Not only is ubiquitous surveillance ineffective

Not only is ubiquitous surveillance ineffective, it is extraordinarily costly. … It breaks our technical systems, as the very protocols of the Internet become untrusted…. It’s not just domestic abuse we have to worry about; it’s the rest of the world, too. The more we choose to eavesdrop on the Internet and other communications technologies, the less we are secure from eavesdropping by others. Our choice isn’t between a digital world where the NSA can eavesdrop and one where the NSA is prevented from eavesdropping; it’s between a digital world that is vulnerable to all attackers, and one that is secure for all users.

—Security expert, Bruce Schneier, writing in the Atlantic in January 2014, taken from No Place to Hide by Glenn Greenwald.

There would be no place to hide.

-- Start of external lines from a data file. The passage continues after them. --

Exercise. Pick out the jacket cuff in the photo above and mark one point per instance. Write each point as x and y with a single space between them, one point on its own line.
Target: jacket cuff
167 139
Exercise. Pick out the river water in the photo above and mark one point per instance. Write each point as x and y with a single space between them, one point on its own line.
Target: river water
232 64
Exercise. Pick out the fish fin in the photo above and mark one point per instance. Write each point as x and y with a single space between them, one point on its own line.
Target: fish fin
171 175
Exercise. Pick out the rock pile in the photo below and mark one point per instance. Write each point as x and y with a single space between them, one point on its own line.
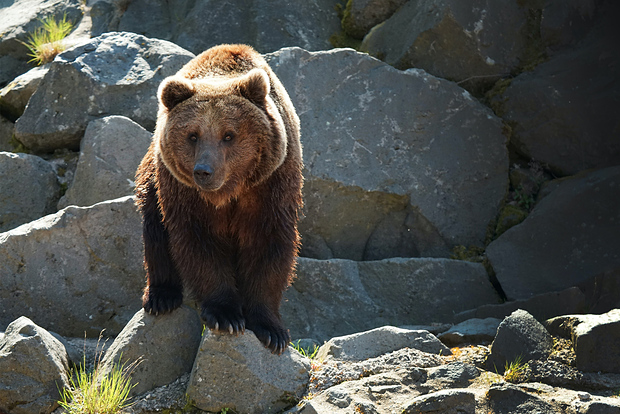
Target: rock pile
461 189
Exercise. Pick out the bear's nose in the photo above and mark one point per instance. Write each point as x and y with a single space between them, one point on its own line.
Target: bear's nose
202 172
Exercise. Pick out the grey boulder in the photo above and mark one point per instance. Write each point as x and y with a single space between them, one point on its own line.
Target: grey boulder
447 401
110 153
15 95
240 374
454 40
113 74
564 113
30 189
6 134
379 341
519 336
396 163
367 295
156 350
33 367
196 26
79 270
471 331
362 15
595 339
570 237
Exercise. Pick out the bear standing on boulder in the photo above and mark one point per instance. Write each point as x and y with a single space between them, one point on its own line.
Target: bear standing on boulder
219 191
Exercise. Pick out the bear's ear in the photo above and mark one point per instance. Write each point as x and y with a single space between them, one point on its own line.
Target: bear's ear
173 91
254 86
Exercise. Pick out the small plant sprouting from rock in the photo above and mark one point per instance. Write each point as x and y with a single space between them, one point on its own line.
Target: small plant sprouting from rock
47 41
514 371
92 393
307 352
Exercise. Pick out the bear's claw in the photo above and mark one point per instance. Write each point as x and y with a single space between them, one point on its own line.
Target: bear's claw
223 319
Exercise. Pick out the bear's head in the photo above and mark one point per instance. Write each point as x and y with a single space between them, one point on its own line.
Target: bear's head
220 135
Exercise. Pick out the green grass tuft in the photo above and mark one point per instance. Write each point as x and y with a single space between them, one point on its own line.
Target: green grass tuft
305 351
92 393
46 41
515 371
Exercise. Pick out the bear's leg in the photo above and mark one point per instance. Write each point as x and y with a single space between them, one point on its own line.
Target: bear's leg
164 290
264 271
206 263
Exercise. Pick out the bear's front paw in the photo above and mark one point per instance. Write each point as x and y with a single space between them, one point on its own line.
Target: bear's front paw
157 300
270 331
223 318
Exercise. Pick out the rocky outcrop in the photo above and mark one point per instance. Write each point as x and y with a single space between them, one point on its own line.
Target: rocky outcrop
240 374
455 40
29 189
196 26
110 153
112 74
592 336
419 291
379 341
564 112
568 238
15 96
33 367
421 163
362 15
471 331
521 337
6 134
19 19
155 350
76 271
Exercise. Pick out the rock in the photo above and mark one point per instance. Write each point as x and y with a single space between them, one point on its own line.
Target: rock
168 398
6 134
29 189
447 401
15 96
115 73
406 363
569 237
367 295
110 153
19 19
452 375
379 341
519 336
564 112
455 40
76 271
564 23
602 293
33 367
471 331
541 307
398 149
162 347
196 26
508 398
240 374
362 15
595 338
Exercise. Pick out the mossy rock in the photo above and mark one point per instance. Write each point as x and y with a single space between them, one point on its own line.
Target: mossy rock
509 216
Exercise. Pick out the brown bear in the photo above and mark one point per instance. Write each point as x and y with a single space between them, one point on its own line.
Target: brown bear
219 191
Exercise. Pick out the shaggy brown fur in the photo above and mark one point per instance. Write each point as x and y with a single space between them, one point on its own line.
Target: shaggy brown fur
219 191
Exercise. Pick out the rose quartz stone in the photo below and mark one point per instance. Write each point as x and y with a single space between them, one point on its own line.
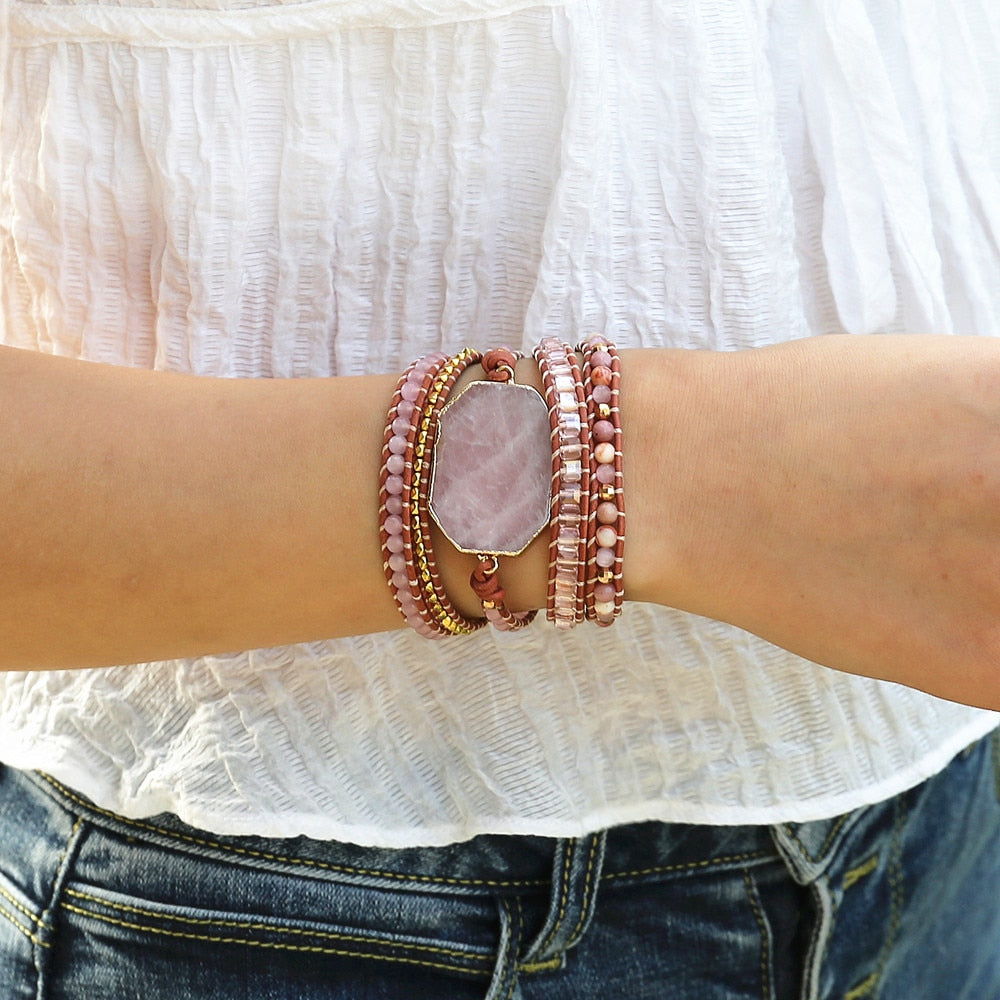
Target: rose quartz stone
492 468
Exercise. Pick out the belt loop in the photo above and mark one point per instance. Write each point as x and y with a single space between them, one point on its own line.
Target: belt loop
576 874
504 983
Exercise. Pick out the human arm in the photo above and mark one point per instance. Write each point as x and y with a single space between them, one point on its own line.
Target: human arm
836 496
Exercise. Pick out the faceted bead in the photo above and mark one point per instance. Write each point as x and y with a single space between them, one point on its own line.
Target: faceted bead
606 536
492 479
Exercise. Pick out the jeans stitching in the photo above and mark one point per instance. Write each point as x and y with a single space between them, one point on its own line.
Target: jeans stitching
765 936
834 830
563 896
251 925
585 900
724 859
26 931
275 945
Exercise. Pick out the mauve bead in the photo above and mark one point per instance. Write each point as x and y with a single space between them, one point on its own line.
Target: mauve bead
604 430
605 474
607 512
604 453
600 375
606 536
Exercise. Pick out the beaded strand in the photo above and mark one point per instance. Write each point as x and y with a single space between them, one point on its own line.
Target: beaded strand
570 481
604 591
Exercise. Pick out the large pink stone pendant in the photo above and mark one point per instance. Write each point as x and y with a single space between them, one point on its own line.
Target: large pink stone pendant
492 472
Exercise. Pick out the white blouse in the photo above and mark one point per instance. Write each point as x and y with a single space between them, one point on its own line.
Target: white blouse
330 187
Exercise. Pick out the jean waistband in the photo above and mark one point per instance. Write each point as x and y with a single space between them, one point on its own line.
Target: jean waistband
489 863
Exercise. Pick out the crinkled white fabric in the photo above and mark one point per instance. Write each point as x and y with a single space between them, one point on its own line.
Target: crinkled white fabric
337 186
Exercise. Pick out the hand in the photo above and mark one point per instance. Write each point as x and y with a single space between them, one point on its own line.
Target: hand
838 496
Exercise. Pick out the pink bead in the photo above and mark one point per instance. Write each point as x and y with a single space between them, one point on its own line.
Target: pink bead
604 453
606 536
601 375
604 430
607 512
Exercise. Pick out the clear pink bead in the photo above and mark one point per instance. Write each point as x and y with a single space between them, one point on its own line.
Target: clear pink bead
603 430
607 512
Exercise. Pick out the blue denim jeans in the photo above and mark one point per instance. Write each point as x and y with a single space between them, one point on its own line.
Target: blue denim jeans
899 901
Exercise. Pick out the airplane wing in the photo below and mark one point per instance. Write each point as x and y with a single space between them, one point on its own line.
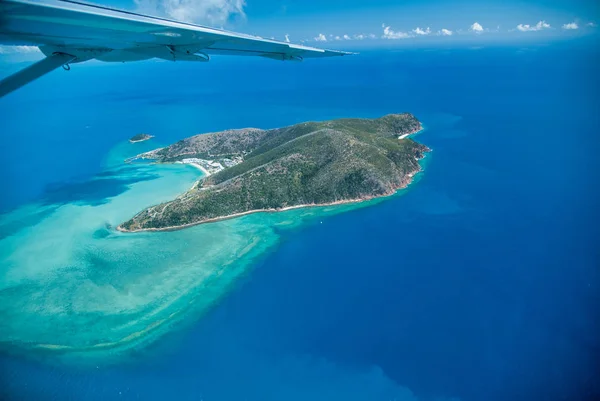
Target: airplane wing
70 32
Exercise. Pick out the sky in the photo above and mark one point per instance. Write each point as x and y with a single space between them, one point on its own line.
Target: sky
351 24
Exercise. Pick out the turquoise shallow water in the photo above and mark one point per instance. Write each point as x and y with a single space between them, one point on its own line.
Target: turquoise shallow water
74 286
480 282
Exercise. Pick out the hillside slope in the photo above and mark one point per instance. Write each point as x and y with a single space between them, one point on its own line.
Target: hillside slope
311 163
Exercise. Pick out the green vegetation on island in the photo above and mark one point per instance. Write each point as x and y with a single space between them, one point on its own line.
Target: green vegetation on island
313 163
140 138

Notice the date.

The United States government has perfected a technological capability that enables us to monitor the messages that go through air… That capability at any time could be turned around on the American people, and no American would have any privacy left, such is the capability to monitor everything—telephone conversations, telegrams, it doesn’t matter. There would be no place to hide.

—Senator Frank Church, Chair, Senate Select Committee to Study Governmental Operations with Respect to Intelligence Activities, 1975.

Epigraph to No Place to Hide, Edward Snowden, the NSA, and the U.S., by Glenn Greenwald.